Bab 6 Omelan

3.2K 168 9
                                        

Biasakan
vote dahulu sebelum membaca☺️

Happy Reading🙏🙏

"Moa yang mana?" Tanya Winda sambil menyipitkan matanya menatap tajam pada keempat temannya. Dia bingung siapa yang dimaksud oleh teman-temannya. Sempat terbesit seseorang yang dia kenal, tapi dia berharap orang yang mereka maksud bukan orang yang sama dengan yang ada dalam pikirannya. Jika iya, maka habislah mereka.

"Tentu saja Moana, Moana Karim" Niken menjawab dengan mantap pertanyaan Winda. Dia menatap Winda dengan heran karena wajah Winda yang tampak kebingungan.

Mendengar nama itu ekspresi Winda benar-benar berubah. Mata Winda seketika membesar mendelik pada teman-temannya satu per satu dengan dengan tatapan tidak percaya.

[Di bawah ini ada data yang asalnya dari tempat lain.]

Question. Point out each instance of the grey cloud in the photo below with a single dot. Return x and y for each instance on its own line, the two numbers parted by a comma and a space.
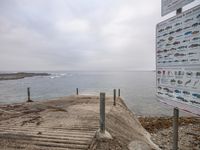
78, 35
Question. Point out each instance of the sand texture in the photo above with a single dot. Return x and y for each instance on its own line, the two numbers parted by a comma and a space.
70, 123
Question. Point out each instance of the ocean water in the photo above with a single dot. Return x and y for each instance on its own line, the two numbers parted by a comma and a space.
137, 88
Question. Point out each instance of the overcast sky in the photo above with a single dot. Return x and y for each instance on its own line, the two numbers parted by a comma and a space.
78, 34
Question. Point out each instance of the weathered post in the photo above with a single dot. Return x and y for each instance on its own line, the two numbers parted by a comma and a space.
175, 128
102, 112
114, 97
178, 11
118, 92
28, 93
76, 91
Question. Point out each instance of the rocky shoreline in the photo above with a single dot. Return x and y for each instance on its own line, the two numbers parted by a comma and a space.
161, 131
20, 75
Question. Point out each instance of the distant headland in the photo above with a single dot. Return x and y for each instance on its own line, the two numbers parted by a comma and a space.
20, 75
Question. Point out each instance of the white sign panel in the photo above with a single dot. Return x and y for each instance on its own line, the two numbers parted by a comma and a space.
171, 5
178, 60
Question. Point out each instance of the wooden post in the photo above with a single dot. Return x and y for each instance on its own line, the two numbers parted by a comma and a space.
178, 11
102, 112
118, 92
114, 97
175, 128
28, 93
76, 91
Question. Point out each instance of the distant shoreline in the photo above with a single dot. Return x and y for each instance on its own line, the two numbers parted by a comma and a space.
20, 75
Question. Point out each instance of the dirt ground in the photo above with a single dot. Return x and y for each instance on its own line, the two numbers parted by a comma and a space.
70, 123
161, 131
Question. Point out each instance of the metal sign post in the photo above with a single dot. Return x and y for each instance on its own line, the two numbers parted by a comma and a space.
175, 129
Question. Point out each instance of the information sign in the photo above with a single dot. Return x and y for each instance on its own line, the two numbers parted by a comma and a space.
171, 5
178, 60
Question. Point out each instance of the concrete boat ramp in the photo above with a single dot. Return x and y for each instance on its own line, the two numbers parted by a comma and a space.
70, 123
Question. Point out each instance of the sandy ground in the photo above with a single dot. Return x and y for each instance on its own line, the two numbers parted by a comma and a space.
70, 123
161, 131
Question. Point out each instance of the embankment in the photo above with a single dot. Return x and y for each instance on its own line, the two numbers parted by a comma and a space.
70, 123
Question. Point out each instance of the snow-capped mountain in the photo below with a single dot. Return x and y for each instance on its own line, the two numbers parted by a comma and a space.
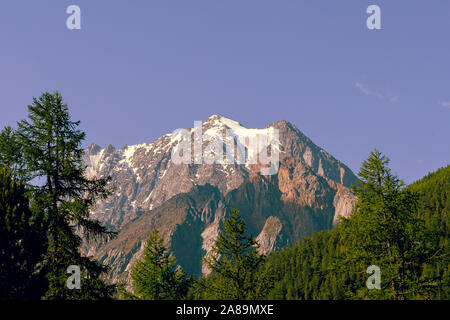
188, 201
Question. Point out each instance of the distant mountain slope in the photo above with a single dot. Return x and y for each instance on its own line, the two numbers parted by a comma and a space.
308, 271
188, 202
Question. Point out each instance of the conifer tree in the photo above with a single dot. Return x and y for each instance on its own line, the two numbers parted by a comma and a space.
52, 151
11, 153
22, 243
237, 267
156, 275
384, 230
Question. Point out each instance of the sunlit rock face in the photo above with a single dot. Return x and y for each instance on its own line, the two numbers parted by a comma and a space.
187, 203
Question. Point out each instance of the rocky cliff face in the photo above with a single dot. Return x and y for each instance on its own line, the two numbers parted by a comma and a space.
188, 202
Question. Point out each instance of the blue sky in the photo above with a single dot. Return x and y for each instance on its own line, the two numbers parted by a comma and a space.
139, 69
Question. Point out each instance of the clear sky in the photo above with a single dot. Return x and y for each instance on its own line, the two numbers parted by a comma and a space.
139, 69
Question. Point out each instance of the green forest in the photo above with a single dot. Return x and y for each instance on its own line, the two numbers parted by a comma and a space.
45, 200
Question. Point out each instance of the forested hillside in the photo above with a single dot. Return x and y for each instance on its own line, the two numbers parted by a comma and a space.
315, 268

" Kalian mencari mati ya" desis Winda pada keempat temannya itu.

Keempat orang itu terheran pada perubahan ekspresi Winda yang seketika menjadi pucat pasi dan ketakutan.

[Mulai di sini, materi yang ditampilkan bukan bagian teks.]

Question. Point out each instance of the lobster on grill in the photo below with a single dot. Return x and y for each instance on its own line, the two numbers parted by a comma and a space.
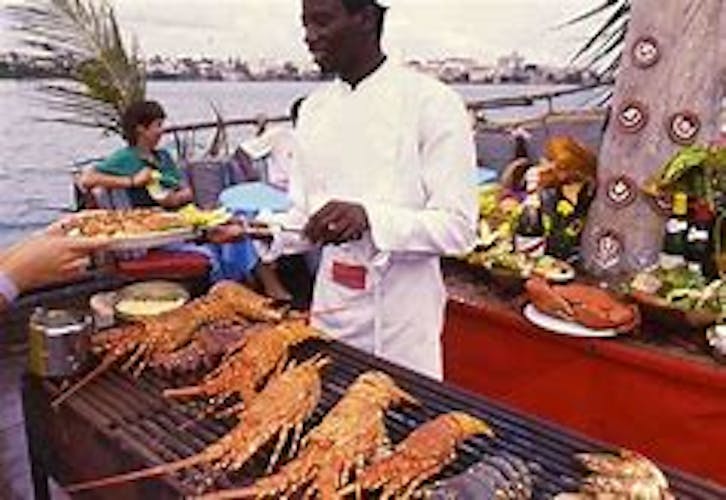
279, 410
153, 340
351, 434
247, 365
418, 457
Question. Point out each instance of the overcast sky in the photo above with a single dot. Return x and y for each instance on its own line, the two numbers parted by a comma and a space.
256, 29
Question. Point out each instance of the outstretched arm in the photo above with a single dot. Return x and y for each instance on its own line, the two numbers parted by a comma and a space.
42, 260
92, 178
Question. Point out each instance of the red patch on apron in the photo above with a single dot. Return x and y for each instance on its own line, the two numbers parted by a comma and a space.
353, 277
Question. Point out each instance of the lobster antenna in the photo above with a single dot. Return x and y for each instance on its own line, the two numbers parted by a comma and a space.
139, 474
88, 378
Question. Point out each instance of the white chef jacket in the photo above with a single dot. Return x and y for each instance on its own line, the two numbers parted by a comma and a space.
400, 143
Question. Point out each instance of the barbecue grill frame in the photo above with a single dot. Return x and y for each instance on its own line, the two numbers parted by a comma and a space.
114, 431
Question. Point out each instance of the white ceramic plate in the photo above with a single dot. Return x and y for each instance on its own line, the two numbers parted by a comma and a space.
563, 327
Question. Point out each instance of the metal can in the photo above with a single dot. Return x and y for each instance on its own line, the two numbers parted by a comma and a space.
59, 342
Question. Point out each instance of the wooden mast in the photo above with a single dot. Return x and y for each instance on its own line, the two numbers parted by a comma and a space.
672, 75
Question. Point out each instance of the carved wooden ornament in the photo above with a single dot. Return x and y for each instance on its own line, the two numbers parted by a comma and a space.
683, 127
609, 252
662, 203
632, 116
646, 52
621, 191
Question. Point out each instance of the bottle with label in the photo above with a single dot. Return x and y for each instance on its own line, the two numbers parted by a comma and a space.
529, 235
674, 243
699, 252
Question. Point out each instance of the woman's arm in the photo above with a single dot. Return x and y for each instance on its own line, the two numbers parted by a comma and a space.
177, 198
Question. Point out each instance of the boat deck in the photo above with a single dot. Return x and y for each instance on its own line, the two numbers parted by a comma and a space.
15, 483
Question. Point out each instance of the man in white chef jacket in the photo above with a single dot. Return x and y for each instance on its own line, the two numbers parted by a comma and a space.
385, 183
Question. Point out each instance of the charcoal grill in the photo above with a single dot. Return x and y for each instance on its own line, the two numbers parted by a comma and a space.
117, 424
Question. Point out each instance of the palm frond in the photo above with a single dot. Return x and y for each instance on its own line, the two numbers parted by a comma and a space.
602, 50
106, 77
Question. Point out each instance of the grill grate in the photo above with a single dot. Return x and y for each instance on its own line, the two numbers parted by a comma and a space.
138, 416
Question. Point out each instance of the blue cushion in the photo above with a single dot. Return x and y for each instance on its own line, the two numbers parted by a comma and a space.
252, 197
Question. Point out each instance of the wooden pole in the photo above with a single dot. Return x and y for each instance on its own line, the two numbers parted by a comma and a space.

"Bukankah sudah kukatakan jangan mengusik orang itu!" Desis Winda penuh penekanan dan juga marah pada ketiga teman nya selain Niken.

Ketiganya langsung menunduk diam, sepertinya masalah mereka tidak sesederhana yang mereka pikirkan sebelumnya.

"Kalian dalam masalah besar. Aku tidak bisa membantu kalian kalau sudah menyangkut Moana" desah Winda sambil mengangkat tangan tanda dia menyerah dan tidak mau ikut campur.

"Kenapa kamu begitu takut pada perempuan itu?" Niken merasa heran dan memberanikan diri bertanya karena dia begitu penasaran kenapa banyak yang sangat segan pada Moa. Bahkan Winda yang papanya mempunyai kedudukan di kampus ini pun menghindari Moa.

Winda hanya diam saja tidak menanggapi pertanyaan Niken. Dia hanya menatap Niken dengan tatapan yang tajam yang menghujam membuat niken langsung tertunduk takut.

Ketiga teman yang lain juga sebenarnya penasaran. Winda yang mereka kenal selama ini selalu percaya diri, dan begitu berkuasa. Kenapa sekarang seperti begitu segan berurusan dengan Moa.

Winda menghela nafas dengan berat hati diapun harus memberi tahu mereka.

"Bukankah aku sudah menyuruh kalian agar tidak menari masalah dengannya. Semua itu bukan tanpa alasan. Kakeknya merupakan salah satu dari pendiri kampus ini dan merupakan penyumbang dana terbesar untuk kampus ini. Jika papaku tahu dengan siapa kalian bertengkar. Kemungkinan besar kalian lah yang dikeluarkan dari kampus ini."

" Berdoa saja semoga Moa tidak melaporkan pertengkaran kalian pada orang tuanya. Jika Keluarga Karim sampai turun tangan maka tamatlah riwayat kalian" ujar winda yang membuat wajah teman-temannya semakin pucat.

" Selain pengaruh orang tuanya, kalian rasakan sendiri kegilaannya kan? Kalian ber empat babak belur begitu hanya melawan dia seorang. Asal kalian tahu, dulu aku satu SMA dengannya. Dia pernah membuat aku babak belur dan harus dirawat di rumah sakit selama 10 hari"

" Masih beruntung kalian hanya compang camping begini. Kalau kegilaannya kumat, bisa-bisa kalian semua mengalami patah tulang" jelas Winda sambil menatap teman-temannya satu per satu.

Keempat temannya hanya bisa meneguk saliva mereka dengan susah payah karena rasa takut yang seketika menghinggapi mereka.

"Ja..jadi...kita harus bagaimana Win?" Ujar teman-temannya dengan suara bergetar dan cemas.

Mereka tidak menyangka keisengan mereka kali ini ternyata salah target. Bukan kesenangan yang mereka dapat, justru kini tubuh mereka yang babak belur bahkan kini mereka terancam didepak dari kampus.